Guys do not take stuff at that level without reason and without it having been tested OOC. Sky and attention to detail, remember? Or is that line conveniently ignored when it doesn't suit those defending him?

He took a very large dose of it on a day he needed to recover, when he'd lost time at the end of a hard stage. Why? In tests with non-elite athletes under sub threshold conditions it showed increased time to exhaustion. Exactly what he needed. Is that the reason? I can't say. But I don't believe for a second they gave it to him for no reason, and the official explanation is laughable.
This really needs multiple likes!
 
The whole thing seems fairly clear to me.

  1. WADA know that Salbutamol isn't really a PED but is necessary to many.
  2. They put a limit on it the same as the manufacturers guidelines to stop idiots trying it out as a PED
  3. They keep their old test so they can warn athletes of over use, but know a ban won't hold up at CAS with a decent lawyer. (Note all Salbutamol cases at UKAD - the only open AD - resulted in a warning)
  4. The brand new UCI regime leak the test as Lappartient wants to be the conquerer of the corrupt British to the French who can appoint him to IOC membership.
  5. WADA points out that this isn't going to hold up and Froome's lawyer's know it.
  6. UCI eventually have to back down and try to blame WADA, who in turn blame UCI for leaking it in the first place.
lols......maybe...or pro cyclist takes PEDs....I like my odds better
 
I agree Froome comes out with a new reason every day. I agree he seems to be making up excuses. I'm just pointing out that downplaying chest infections is poor. Sometimes in this sport there is an undercurrent belief that riders are weak if they don't overcome illness. If any of those who claim this had any experience racing bikes they would know its rubbish.

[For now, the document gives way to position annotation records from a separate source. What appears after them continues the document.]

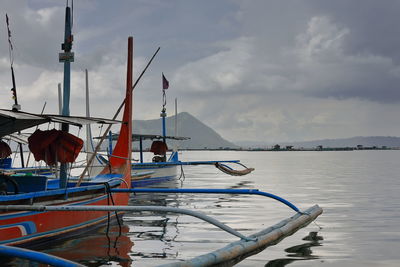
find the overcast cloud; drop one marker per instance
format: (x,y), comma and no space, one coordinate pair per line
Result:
(262,70)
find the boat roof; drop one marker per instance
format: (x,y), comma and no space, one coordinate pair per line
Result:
(13,121)
(138,137)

No he didn't Horner did BBs. I've never heard of super human performance that might explain Horner's ride on l'Angliru from drugs that combat flu like symptoms. Only blood bags, EPO or testosterone does that.

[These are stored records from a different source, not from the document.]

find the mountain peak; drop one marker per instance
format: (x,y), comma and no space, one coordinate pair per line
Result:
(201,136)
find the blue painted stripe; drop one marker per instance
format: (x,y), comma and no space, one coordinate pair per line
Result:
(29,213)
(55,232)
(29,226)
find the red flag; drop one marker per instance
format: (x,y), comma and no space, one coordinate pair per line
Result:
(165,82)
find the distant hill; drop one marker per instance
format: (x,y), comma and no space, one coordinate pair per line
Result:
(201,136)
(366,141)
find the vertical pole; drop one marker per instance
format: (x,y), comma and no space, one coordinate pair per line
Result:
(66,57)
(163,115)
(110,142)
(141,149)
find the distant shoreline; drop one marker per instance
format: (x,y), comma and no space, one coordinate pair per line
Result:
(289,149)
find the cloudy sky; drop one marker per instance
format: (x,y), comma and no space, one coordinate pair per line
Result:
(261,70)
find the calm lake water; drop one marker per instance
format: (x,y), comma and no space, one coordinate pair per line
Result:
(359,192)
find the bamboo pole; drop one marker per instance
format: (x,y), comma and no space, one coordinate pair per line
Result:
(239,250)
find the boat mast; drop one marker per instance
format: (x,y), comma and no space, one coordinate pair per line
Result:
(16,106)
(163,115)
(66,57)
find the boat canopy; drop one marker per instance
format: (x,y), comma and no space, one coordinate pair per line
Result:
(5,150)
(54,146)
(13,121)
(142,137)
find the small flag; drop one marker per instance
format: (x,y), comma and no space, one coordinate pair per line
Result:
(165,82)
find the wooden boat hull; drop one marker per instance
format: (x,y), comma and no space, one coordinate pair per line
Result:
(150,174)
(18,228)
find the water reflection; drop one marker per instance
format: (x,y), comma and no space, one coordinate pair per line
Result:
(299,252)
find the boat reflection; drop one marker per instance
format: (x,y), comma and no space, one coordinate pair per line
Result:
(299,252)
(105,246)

I should have been more specific. Horner battled respiratory issues with alot....ALOT of anti-biotic treatments. He may have offered a theory that he got a particularly nasty version but once it's gone, it's gone. Then he took whatever was necessary to ride like he did for 3 weeks and then had health issues again. Now his lungs are no muy bueno due to all of the versions of pneumonia he's tried to race with.